Ah ja, es geht also nicht darum, welche Tugenden wie
Motivation, Eigenverantwortung und Leistungsbereitschaft das
Kind erkennbar mitbringt, sondern welchen Eindruck die Eltern
machen?

Nein, darum geht es ganz offensichtlich nicht, was auch aus meinem Artikel ganz eindeutig hervorgeht.

Wenn Du noch einmal versuchst, mir die Worte im Mund zu verdrehen, wars das mit uns beiden.

Übrigens hat die Dame darauf hingewiesen, dass es für die
Kindern sehr schwierig wird, wenn sie nicht die entsprechende
Förderung in ihrem Eltern erhalten. Die Lehrer schützen also
die Kinder vor Überforderung und scheitern.

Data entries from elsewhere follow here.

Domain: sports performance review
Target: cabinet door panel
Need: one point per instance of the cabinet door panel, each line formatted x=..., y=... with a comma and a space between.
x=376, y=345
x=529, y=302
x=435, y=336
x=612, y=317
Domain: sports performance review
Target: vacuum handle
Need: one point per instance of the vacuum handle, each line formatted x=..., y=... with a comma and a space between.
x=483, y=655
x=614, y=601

Was sind das für krause Interpretationen? Nur, weil ein Kind zuhause nicht gefördert wird, ist es nicht überfordert. Ihm fehlt einfach die Förderung. Das zwei verschiedene Paar Schuhe.

Noch einmal ganz langsam:

Erstens: Das Kind muß die Fähigkeiten für die entsprechende Schulform mitbringen.
Zweitens: Bildung ist auch in Deutschland ein knappes Gut, d.h. nicht unbegrenzt verfügbar. Um die Plätze an Gymnasien und UNiversitäten (in letzter Konsequenz) „bewerben“ sich mehr Kandidaten als Plätze verfügbar sind. Dementsprechend werden Kriterien angelegt.
Drittens: Neben den eigenen Fähigkeiten fließt auch die Möglichkeit des Umfeldes mit ein, das Kind ggfs. fachlich oder in anderer Hinsicht zu unterstützen. Da bei der Schulanmeldung m.W. nicht hinterlegt wird, ob die Eltern arbeitslos oder Führungskräfte sind, spielt da offensichtlich der Eindruck hinein, den die Eltern bis dahin hinterlassen haben.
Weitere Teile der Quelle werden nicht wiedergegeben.